ANNA HYATT HUNTINGTON‘S JOAN by Joan K. Yanni

ANNA HYATT HUNTINGTON‘S JOAN
by Joan K. Yanni
The Gallery's statue of Joan of Arc is the figure of a legendary woman who saved her country, and it was created with insight by a woman who was one of the most admired sculptors of her time.
Anna Hyatt Huntington (1876-1973) was born in Cambridge, Mass., where her father was a Harvard professor of paleontology and her mother an amateur painter.  Anna grew up with a series of unusual pets provided by her father, as well as access to a backyard studio where she and her older sister Harriet could sculpt.  (Harriet was studying at the time with sculptor Henry Hudson Kitson.)
Although Anna had been looking toward a career as a violinist, she turned to sculpture after her sister asked her to create an animal for a group she was planning.  Her first attempt was so successful that she began to take lessons, first from Kitson and later at the Art Students League and Syracuse University,  Though her father encouraged her training, he advised her to rely more on direct observation of her subjects—their bones, muscles and movements—than on art instruction.  She was interested mostly in animals, particularly horses, and made sketches in clay at stables, zoos and circuses.  By 1906 she had sold enough of her work to travel to France and acquire a studio.
Anna had always been interested in Joan of Arc, the peasant girl who heard Voices telling her that she must become the savior of France.  (Joan succeeded in getting the dauphin crowned and chasing the English from Orleans, only to be captured, tried as a witch, and burned at the stake.)  Now in France, Joan's country, Anna's desire to create a statue of the Maid of Orleans became almost an obsession.
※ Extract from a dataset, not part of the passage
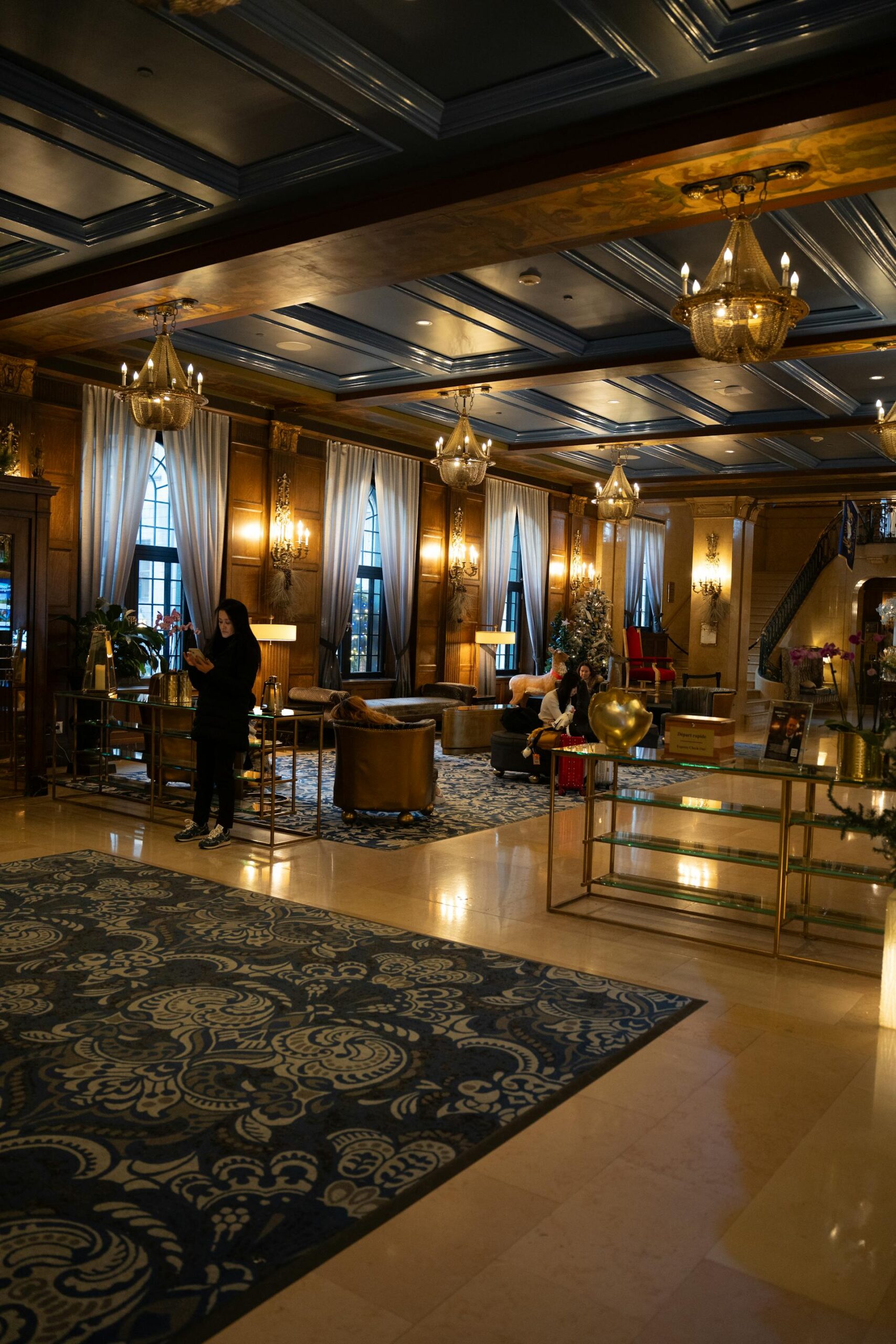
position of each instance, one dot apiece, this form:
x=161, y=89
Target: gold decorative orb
x=618, y=718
She could picture an inspired Joan astride her horse, standing on the stirrups and saluting Heaven with her uplifted sword. But the representation of Joan's horse was not as clear.  Anna began to look for a mount that would express sturdiness, spirit and power.  She found her ideal in a stable of delivery horses and went there each day to make clay sketches.
To make her Joan a real person rather than merely a suit of armor, Anna modeled the figure first, and added the armor afterwards.  Her finished statue was cast in plaster and exhibited in the spring Paris Salon in 1910.
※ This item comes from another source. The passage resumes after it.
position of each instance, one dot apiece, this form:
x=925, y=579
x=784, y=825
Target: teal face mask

The sculpture was awarded an honorable mention by the Salon.  It was said that the judges did not give it a medal because they could not believe that woman could have done the strenuous work alone.
Anna's Joan was seen by a member of a Franco-American committee looking for a sculptor to create a statue of Joan for a New York site.  Anna was commissioned to do the work.  For this new statue, an expert form the Metropolitan Museum provided medieval armor of the type Joan would have worn, and stones originally part of the tower of Rouen, where she was imprisoned, were brought from France for the base.  The competed statue was placed in Riverside Drive and unveiled in 1915.  In recognition of Anna's work, France awarded her the Purple Rosette of the Legion of Honor.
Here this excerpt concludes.